5 replies to this topic

[AllenChiu]

hey guys，what do you think the Anti-Flag M2 agarose beads is made of?
If it is made of regular agarose,why wouldn't it melt when I boiled the beads with loading buffer?
Well,actually I want to make some homemade agarose beads,which haven't been crosslinked to any protein A/G or antibody.
Because I suspected the non-specific binding of IP is caused mainly by the agarose part of the beads,instead of the protein A/G or antibody.
So I want to preclear the lysis with large amount of cheap homemade agarose beads?
Do you think it make any sense?What do you think?
Thanks

[mdfenko]

the way to make acrylamide beads for chromatography is to polymerize acrylamide at the desired concentration and degree of crosslinking then homogenize it in a large volume of water or buffer and let it settle.

agarose should be about the same.

[phage434]

For agarose, the usual approach is to put droplets of hot agarose into cool mineral oil with a pipet tip.  You can control the size by choice of tip and how up detach the droplet from the pipet.

[AllenChiu]

mdfenko, on Mar 18 2010, 04:00 AM, said:

the way to make acrylamide beads for chromatography is to polymerize acrylamide at the desired concentration and degree of crosslinking then homogenize it in a large volume of water or buffer and let it settle.

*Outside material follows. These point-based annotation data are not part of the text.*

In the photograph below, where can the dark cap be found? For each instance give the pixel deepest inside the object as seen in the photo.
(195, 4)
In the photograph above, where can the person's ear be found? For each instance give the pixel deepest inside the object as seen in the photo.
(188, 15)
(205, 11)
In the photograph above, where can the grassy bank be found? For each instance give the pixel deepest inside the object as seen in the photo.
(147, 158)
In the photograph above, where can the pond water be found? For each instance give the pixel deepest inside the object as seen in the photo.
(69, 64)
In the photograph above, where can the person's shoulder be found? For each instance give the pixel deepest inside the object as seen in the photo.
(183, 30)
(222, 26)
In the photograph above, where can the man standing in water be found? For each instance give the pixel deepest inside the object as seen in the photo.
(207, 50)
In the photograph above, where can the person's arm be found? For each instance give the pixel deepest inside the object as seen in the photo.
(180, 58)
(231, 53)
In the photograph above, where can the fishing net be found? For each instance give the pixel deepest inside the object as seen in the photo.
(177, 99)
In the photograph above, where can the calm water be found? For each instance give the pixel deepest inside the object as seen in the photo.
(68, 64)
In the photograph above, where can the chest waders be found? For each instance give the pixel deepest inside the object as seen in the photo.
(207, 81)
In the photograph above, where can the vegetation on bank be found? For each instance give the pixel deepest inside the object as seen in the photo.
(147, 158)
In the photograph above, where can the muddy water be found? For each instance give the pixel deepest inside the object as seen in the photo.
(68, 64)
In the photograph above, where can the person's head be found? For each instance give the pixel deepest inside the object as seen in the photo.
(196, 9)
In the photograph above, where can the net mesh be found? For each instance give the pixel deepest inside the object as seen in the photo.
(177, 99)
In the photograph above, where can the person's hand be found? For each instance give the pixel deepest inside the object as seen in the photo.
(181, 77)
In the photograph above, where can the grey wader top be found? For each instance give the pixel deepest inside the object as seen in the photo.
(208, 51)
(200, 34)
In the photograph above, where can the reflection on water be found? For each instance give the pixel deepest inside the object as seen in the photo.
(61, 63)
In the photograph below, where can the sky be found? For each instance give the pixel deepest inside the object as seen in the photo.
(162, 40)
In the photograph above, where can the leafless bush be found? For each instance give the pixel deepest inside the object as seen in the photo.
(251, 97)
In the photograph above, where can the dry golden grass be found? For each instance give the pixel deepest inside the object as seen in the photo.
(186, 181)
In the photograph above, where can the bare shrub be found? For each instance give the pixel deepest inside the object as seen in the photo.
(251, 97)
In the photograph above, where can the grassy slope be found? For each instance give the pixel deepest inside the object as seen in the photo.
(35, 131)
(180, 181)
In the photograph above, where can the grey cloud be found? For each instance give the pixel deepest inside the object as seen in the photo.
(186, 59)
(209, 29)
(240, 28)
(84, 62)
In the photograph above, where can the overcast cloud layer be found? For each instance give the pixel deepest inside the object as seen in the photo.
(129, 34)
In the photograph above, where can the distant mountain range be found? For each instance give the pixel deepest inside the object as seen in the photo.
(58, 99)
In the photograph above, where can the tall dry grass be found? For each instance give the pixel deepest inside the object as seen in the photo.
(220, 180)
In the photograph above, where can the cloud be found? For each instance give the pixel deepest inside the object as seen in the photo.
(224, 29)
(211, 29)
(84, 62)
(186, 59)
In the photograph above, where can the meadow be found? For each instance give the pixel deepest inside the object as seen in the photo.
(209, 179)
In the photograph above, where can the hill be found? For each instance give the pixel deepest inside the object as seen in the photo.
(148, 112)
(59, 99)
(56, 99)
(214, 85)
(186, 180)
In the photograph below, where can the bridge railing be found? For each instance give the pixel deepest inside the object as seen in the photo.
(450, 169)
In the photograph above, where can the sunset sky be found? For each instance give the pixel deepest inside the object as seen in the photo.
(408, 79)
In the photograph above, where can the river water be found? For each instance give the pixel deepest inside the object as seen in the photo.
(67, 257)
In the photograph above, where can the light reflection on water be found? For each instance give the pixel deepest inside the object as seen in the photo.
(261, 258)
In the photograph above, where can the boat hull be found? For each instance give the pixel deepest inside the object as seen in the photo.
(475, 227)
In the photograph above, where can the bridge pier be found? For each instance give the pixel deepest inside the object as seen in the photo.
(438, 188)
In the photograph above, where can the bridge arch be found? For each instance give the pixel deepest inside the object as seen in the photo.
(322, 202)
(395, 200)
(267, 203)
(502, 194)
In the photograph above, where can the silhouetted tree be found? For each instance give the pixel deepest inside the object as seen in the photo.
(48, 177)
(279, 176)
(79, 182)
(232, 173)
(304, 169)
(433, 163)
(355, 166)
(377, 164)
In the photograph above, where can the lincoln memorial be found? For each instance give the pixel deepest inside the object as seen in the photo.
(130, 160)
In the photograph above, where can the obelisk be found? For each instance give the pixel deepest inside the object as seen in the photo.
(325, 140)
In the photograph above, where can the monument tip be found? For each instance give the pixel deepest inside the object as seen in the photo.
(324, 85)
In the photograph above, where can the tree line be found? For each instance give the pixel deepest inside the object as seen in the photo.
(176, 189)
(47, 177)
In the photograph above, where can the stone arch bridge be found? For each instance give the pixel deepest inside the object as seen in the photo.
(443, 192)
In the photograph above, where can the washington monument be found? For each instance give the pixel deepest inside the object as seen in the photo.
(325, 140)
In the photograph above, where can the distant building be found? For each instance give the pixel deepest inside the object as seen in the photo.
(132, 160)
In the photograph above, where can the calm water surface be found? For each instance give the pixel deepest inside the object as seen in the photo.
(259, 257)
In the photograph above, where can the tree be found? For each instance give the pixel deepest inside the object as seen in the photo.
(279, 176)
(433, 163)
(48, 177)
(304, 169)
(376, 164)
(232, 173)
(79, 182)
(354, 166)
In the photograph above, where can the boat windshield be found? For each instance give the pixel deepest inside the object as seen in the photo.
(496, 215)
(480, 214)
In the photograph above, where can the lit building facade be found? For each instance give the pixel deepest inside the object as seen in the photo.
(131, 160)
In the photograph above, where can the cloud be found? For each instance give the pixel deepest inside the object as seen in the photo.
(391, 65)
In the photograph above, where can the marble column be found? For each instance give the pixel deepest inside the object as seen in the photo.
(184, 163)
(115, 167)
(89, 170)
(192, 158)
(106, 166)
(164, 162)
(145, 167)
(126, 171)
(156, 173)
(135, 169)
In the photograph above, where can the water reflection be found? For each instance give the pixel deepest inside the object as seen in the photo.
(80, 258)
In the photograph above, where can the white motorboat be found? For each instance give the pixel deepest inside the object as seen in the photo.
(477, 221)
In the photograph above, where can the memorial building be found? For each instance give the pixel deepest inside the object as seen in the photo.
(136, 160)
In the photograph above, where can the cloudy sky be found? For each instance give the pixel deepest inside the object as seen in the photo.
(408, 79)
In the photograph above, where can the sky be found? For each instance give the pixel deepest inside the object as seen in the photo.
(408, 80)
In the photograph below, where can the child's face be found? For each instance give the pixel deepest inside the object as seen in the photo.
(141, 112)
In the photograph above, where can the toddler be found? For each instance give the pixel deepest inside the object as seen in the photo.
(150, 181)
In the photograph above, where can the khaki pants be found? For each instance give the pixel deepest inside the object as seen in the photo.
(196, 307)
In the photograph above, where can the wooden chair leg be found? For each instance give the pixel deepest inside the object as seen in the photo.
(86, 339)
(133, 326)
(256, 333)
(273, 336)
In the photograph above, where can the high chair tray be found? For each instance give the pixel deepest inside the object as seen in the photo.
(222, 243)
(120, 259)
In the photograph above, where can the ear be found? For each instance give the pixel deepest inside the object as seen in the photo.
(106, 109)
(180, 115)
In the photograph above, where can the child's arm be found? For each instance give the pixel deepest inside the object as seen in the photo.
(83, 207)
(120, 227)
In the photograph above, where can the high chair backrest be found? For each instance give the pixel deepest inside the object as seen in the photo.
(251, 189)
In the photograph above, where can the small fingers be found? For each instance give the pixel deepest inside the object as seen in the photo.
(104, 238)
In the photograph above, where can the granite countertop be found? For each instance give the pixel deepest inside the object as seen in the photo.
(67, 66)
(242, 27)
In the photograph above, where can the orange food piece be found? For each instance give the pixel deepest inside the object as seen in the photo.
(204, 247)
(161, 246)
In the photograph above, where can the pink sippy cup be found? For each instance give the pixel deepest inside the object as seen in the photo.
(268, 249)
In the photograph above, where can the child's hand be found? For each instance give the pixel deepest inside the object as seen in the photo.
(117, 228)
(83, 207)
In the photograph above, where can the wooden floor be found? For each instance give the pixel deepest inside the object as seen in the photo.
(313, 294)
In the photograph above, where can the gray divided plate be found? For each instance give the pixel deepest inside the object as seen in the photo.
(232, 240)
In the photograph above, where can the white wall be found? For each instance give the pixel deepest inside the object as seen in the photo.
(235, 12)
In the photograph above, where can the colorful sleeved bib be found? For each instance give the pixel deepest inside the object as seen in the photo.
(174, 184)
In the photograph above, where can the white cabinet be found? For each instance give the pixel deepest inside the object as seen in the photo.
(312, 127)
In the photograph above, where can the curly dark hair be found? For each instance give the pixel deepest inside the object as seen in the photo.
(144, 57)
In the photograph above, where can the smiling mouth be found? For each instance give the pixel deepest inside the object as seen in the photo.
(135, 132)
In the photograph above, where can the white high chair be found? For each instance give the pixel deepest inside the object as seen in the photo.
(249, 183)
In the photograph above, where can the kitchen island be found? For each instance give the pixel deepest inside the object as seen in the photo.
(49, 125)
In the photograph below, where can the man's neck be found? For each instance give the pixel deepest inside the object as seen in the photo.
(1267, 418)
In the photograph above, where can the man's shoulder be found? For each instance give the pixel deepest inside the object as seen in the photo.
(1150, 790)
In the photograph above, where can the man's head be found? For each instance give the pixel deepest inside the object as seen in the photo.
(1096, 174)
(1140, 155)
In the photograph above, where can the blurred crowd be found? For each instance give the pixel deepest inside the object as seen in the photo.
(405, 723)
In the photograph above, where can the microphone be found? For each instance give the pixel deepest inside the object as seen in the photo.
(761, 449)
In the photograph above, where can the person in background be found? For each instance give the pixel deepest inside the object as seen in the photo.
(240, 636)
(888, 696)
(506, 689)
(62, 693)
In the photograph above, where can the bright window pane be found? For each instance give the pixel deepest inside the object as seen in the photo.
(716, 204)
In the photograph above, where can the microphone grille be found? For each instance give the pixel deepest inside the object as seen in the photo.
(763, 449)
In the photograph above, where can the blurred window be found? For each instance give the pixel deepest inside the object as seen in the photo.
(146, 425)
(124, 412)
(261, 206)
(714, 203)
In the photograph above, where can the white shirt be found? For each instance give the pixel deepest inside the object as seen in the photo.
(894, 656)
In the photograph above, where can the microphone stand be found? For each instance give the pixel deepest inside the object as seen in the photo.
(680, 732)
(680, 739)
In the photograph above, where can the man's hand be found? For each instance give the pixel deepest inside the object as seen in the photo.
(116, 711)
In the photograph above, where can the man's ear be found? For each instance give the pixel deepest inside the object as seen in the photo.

agarose should be about the same.

Thanks，It’s very kind of you

[AllenChiu]

phage434, on Mar 18 2010, 08:54 AM, said:

For agarose, the usual approach is to put droplets of hot agarose into cool mineral oil with a pipet tip.  You can control the size by choice of tip and how up detach the droplet from the pipet.

Your solution is very useful,thanks!

[lovebugs1]

hi allen,

Did you successfully make your own agarose beads? I would like to make my own beads too.
I was wondering if you have a protocol to send to me. Thank you.